天下皆知美之為美,斯惡已;皆知善之為善,斯不善已。

1. All in the world know the beauty of the beautiful, and in doing this they have (the idea of) what ugliness is; they all know the skill of the skilful, and in doing this they have (the idea of) what the want of skill is.

故有無相生,難易相成,長短相形,高下相傾,音聲相和,前後相隨。

2. So it is that existence and non-existence give birth the one to (the idea of) the other; that difficulty and ease produce the one (the idea of) the other; that length and shortness fashion out the one the figure of the other; that (the ideas of) height and lowness arise from the contrast of the one with the other; that the musical notes and tones become harmonious through the relation of one with another; and that being before and behind give the idea of one following another.

是以聖人處無為之事,行不言之教。

3. Therefore the sage manages affairs without doing anything, and conveys his instructions without the use of speech.

萬物作焉而不辭;生而不有,為而不恃;功成而弗居。
    夫唯弗居;
    是以不去。

4. All things spring up, and there is not one which declines to show itself; they grow, and there is no claim made for their ownership; they go through their processes, and there is no expectation (of a reward for the results). The work is accomplished, and there is no resting in it (as an achievement).

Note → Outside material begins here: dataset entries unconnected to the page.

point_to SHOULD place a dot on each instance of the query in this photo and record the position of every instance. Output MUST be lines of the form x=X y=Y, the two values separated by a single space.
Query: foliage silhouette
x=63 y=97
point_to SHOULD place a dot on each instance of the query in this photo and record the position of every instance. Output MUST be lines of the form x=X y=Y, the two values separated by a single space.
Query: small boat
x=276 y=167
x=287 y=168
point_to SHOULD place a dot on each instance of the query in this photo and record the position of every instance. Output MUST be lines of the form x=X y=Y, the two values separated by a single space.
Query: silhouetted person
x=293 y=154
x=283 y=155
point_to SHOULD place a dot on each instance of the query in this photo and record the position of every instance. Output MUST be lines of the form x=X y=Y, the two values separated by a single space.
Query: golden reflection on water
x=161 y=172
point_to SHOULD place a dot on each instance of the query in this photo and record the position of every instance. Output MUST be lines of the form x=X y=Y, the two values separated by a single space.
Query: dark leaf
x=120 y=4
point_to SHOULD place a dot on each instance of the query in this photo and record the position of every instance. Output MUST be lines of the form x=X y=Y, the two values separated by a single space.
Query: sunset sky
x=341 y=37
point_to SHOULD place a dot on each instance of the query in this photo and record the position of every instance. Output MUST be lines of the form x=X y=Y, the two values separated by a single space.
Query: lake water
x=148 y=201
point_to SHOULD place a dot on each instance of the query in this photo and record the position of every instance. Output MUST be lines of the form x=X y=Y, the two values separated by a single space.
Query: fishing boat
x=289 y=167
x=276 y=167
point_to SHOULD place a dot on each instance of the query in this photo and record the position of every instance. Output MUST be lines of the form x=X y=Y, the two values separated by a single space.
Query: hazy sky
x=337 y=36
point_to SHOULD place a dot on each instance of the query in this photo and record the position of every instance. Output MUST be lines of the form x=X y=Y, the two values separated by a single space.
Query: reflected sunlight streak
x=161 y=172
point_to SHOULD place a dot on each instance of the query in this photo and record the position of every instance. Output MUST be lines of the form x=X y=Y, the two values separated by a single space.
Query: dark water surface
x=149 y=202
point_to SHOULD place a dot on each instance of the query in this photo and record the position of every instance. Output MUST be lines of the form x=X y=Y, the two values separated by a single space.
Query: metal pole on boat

    The work is done, but how no one can see;
    'Tis this that makes the power not cease to be.

Legge's Comments

養身, 'The Nourishment of the Person.' But many of Heshang Gong's titles are more appropriate than this.

The chapter starts with instances of the antinomies, which suggest to the mind each of them the existence of its corresponding opposite; and the author finds in them an analogy to the 'contraries' which characterize the operation of the Dao, as stated in chapter 40. He then proceeds to describe the action of the sage in par. 3 as in accordance with this law of contraries; and in par. 4, that of heaven and earth, or what we may call nature, in the processes of the vegetable world.

Par. 2 should be rhymed, but I could not succeed to my satisfaction in the endeavour to rhyme it. Every one who can read Chinese will see that the first four members rhyme. The last two rhyme also, the concluding being pronounced so;—see the Kangxi dictionary in voc.